Aquí cabría un argumento cuya respuesta no puedo eludir. Sería el de que el “beneficio social” que nos proporciona el actual sistema progresivo sería superior a la supuesta “capacidad desaprovechada” que, por otro lado, beneficiaría sólo a un individuo. Bien, pues yo digo por un lado que no podemos saber el balance de “beneficios” porque no sabemos qué podría surgir de esa capacidad; por otro lado cuestiono que se pueda medir el “beneficio social”, dado que con los impuestos no sólo se financian servicios que sirven a todos sino que hay mucha concesión a “buscadores de rentas”, esto es subvenciones y transferencias a colectivos específicos y grupos de presión -sin contar los gastos suntuarios de nuestros políticos que sólo les benefician a ellos; y, finalmente, que para que alguien obtenga beneficios en su actividad mercantil, debe acertar con lo que necesitan realmente los consumidores, satisfaciéndole su necesidad y, por lo tanto, generando un beneficio social claro.

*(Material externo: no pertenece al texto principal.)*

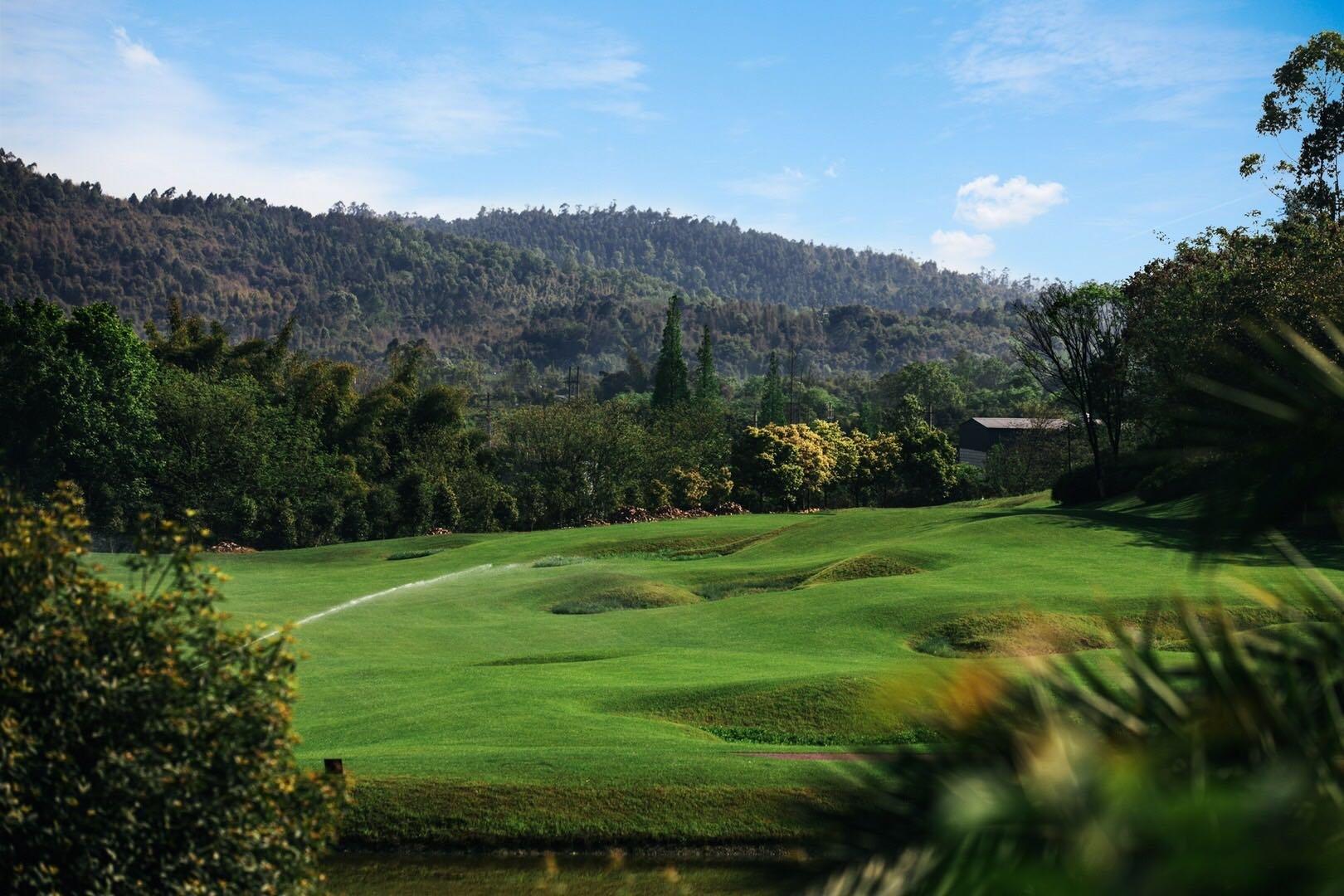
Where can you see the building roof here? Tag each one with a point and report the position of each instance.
(1020, 422)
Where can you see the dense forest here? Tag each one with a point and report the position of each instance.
(704, 253)
(355, 281)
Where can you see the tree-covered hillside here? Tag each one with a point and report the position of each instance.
(353, 281)
(704, 253)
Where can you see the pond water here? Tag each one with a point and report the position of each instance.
(368, 874)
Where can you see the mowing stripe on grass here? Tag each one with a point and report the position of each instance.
(366, 598)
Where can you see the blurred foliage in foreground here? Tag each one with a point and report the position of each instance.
(1214, 768)
(144, 746)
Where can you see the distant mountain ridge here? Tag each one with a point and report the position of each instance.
(353, 281)
(707, 254)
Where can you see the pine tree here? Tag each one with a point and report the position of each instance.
(707, 391)
(670, 377)
(772, 398)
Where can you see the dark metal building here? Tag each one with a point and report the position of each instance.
(979, 434)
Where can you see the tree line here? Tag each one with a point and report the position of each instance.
(353, 281)
(699, 254)
(275, 448)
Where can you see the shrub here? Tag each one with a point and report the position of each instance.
(1176, 480)
(1079, 484)
(145, 743)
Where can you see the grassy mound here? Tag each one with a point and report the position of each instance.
(1025, 633)
(636, 594)
(683, 548)
(543, 659)
(816, 712)
(1012, 633)
(546, 563)
(735, 586)
(864, 566)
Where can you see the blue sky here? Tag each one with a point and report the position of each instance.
(1046, 136)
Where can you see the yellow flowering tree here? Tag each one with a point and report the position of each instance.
(145, 746)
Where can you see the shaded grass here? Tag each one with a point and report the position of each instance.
(1025, 633)
(866, 566)
(613, 874)
(835, 711)
(410, 555)
(553, 657)
(629, 596)
(409, 811)
(555, 561)
(683, 548)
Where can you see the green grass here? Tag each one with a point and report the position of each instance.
(788, 631)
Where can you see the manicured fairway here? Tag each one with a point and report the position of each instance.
(777, 633)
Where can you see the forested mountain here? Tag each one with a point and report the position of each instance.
(704, 253)
(353, 281)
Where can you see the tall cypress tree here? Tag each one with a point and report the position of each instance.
(772, 398)
(670, 377)
(707, 391)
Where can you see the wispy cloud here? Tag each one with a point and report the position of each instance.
(782, 186)
(300, 127)
(756, 63)
(990, 204)
(1157, 65)
(136, 56)
(958, 250)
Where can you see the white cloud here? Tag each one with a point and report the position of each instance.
(782, 186)
(632, 109)
(136, 56)
(305, 129)
(988, 204)
(958, 250)
(1151, 63)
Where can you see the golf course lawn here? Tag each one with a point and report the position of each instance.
(466, 711)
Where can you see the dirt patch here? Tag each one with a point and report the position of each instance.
(636, 594)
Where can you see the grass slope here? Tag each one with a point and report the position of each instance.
(470, 711)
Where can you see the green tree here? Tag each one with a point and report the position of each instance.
(77, 402)
(707, 390)
(670, 375)
(1308, 99)
(930, 382)
(145, 742)
(772, 394)
(1073, 340)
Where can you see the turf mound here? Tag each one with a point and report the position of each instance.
(815, 712)
(635, 594)
(758, 583)
(1025, 633)
(1010, 633)
(544, 563)
(546, 659)
(683, 548)
(864, 566)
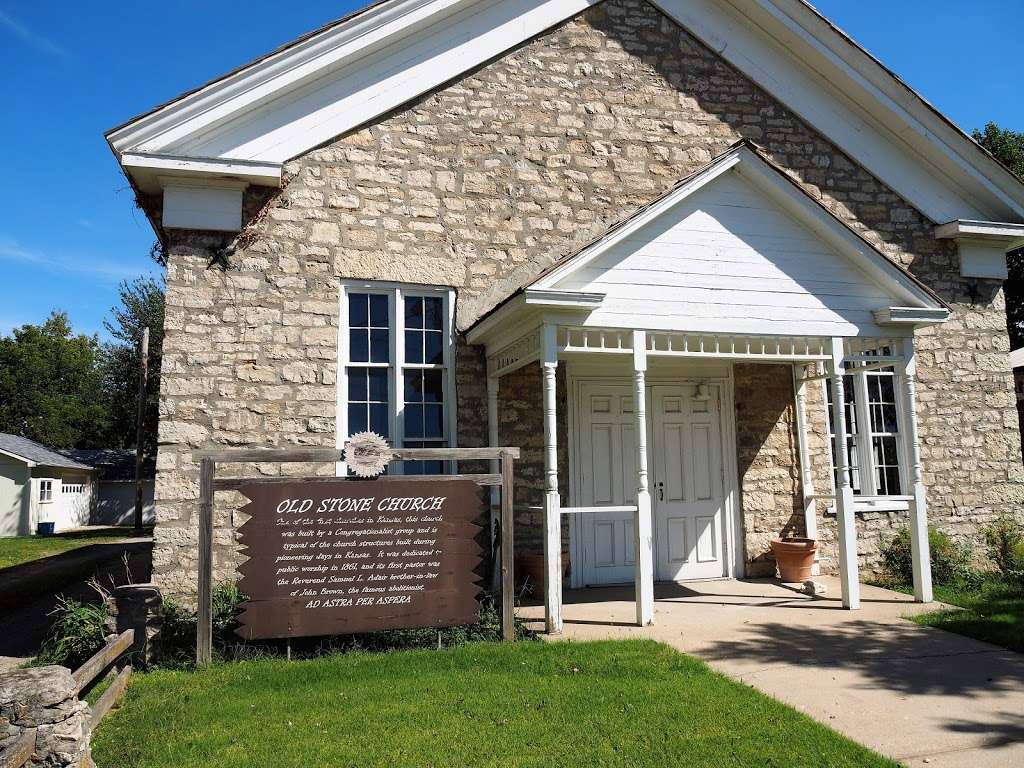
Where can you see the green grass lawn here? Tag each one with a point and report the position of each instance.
(992, 611)
(609, 704)
(17, 550)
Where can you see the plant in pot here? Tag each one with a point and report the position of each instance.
(795, 557)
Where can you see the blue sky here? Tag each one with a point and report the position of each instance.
(69, 229)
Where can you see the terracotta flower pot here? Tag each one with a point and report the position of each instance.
(795, 558)
(529, 569)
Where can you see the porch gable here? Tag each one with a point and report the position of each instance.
(738, 249)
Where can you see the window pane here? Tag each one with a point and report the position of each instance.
(379, 419)
(414, 421)
(433, 352)
(358, 311)
(433, 386)
(378, 384)
(414, 311)
(357, 384)
(414, 346)
(433, 425)
(358, 345)
(357, 418)
(433, 313)
(378, 311)
(380, 347)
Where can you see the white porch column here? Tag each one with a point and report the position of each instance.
(643, 546)
(493, 438)
(806, 475)
(844, 492)
(552, 504)
(919, 502)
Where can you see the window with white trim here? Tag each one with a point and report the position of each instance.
(396, 367)
(872, 422)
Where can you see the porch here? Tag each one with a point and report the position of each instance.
(909, 692)
(733, 265)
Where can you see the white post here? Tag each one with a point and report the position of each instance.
(806, 475)
(493, 439)
(919, 503)
(552, 504)
(643, 545)
(844, 493)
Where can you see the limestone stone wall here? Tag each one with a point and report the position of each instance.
(480, 184)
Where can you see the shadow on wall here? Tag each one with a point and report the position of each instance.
(767, 460)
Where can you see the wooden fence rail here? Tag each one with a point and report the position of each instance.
(92, 670)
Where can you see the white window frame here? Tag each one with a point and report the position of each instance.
(396, 293)
(869, 499)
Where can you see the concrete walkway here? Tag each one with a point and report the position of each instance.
(916, 694)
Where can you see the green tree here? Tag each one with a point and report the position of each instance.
(51, 387)
(1008, 147)
(141, 306)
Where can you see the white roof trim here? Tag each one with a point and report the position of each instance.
(529, 307)
(150, 169)
(787, 48)
(28, 462)
(909, 315)
(1009, 236)
(784, 192)
(399, 49)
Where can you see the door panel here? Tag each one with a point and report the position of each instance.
(607, 477)
(688, 497)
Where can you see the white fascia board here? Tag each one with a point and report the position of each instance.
(593, 251)
(239, 90)
(565, 299)
(906, 315)
(803, 73)
(19, 458)
(147, 166)
(1008, 235)
(352, 74)
(530, 308)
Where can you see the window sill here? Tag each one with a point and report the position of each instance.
(876, 504)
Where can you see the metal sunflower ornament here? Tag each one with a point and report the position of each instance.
(368, 455)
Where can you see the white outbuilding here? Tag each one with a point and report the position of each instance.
(39, 485)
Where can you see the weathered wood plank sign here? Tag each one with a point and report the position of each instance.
(335, 558)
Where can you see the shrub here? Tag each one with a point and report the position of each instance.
(1005, 541)
(79, 630)
(950, 561)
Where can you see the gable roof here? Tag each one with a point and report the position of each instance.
(247, 123)
(114, 465)
(36, 454)
(748, 157)
(914, 303)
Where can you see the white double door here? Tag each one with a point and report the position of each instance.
(686, 481)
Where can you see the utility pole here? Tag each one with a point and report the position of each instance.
(139, 423)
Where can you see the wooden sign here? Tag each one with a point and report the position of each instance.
(337, 558)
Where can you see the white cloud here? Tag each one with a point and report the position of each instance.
(40, 43)
(108, 271)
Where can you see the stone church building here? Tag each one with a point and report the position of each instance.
(676, 251)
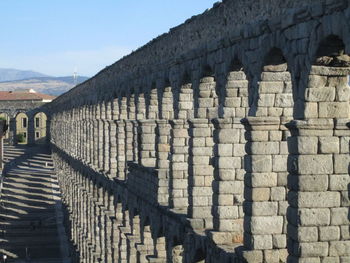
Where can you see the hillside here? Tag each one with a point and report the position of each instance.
(7, 74)
(12, 79)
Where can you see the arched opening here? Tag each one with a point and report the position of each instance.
(40, 128)
(275, 94)
(320, 154)
(21, 136)
(208, 101)
(6, 117)
(236, 92)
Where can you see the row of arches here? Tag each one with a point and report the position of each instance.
(239, 159)
(25, 129)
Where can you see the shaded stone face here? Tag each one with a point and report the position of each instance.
(228, 145)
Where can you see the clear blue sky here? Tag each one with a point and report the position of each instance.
(55, 36)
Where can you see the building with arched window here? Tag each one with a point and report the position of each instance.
(25, 112)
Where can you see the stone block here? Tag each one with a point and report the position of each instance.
(225, 149)
(239, 150)
(228, 187)
(262, 241)
(258, 163)
(262, 225)
(329, 233)
(228, 136)
(261, 208)
(229, 162)
(334, 109)
(314, 249)
(340, 216)
(320, 94)
(342, 93)
(339, 182)
(278, 193)
(311, 110)
(284, 100)
(345, 198)
(345, 232)
(257, 136)
(202, 151)
(262, 180)
(339, 248)
(279, 163)
(303, 145)
(200, 160)
(309, 183)
(266, 100)
(275, 135)
(271, 87)
(341, 163)
(279, 241)
(254, 256)
(329, 144)
(303, 234)
(275, 76)
(228, 212)
(315, 164)
(263, 148)
(258, 194)
(310, 217)
(233, 102)
(316, 81)
(344, 144)
(318, 199)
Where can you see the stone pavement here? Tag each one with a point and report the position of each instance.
(30, 212)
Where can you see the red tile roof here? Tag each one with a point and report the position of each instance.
(24, 95)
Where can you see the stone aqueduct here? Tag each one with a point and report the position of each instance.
(224, 140)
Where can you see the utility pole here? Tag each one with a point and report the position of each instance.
(75, 77)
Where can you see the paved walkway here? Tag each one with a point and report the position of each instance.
(31, 227)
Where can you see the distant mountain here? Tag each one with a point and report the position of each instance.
(7, 74)
(39, 82)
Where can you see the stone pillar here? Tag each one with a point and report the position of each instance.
(178, 177)
(121, 149)
(113, 149)
(2, 134)
(319, 180)
(208, 101)
(162, 164)
(135, 142)
(263, 228)
(148, 140)
(30, 129)
(129, 137)
(12, 132)
(167, 104)
(200, 174)
(228, 186)
(95, 135)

(2) El segundo punto creo que es más claro de entender una vez que se ha puesto de manifiesto. Esto es, asumiendo que las capacidades de cada uno estuvieran dadas y fueran conocidas, ¿cómo conseguimos que alguien acepte, de acuerdo a su capacidad, un puesto de trabajo mejor remunerado pero que requiere mayor dedicación, si éste no quiere porque valora más su tiempo de ocio? Ya se ve que sólo podríamos lograrlo o bien incentivándolo, es decir, pagándole más -o cobrándole menos impuestos- hasta que el valor que le concede a la pasta extra -más bien a lo que puede comprar con ella- sea mayor que su apreciación subjetiva del tiempo que dedica al esparcimiento, o bien obligándole a hacerlo, amenazándole con la cárcel si no lo hace. En el primer caso, nos estaríamos cargando el propio sistema progresivo. En el segundo nos retrotraeríamos al mismísimo régimen de Pol Pot.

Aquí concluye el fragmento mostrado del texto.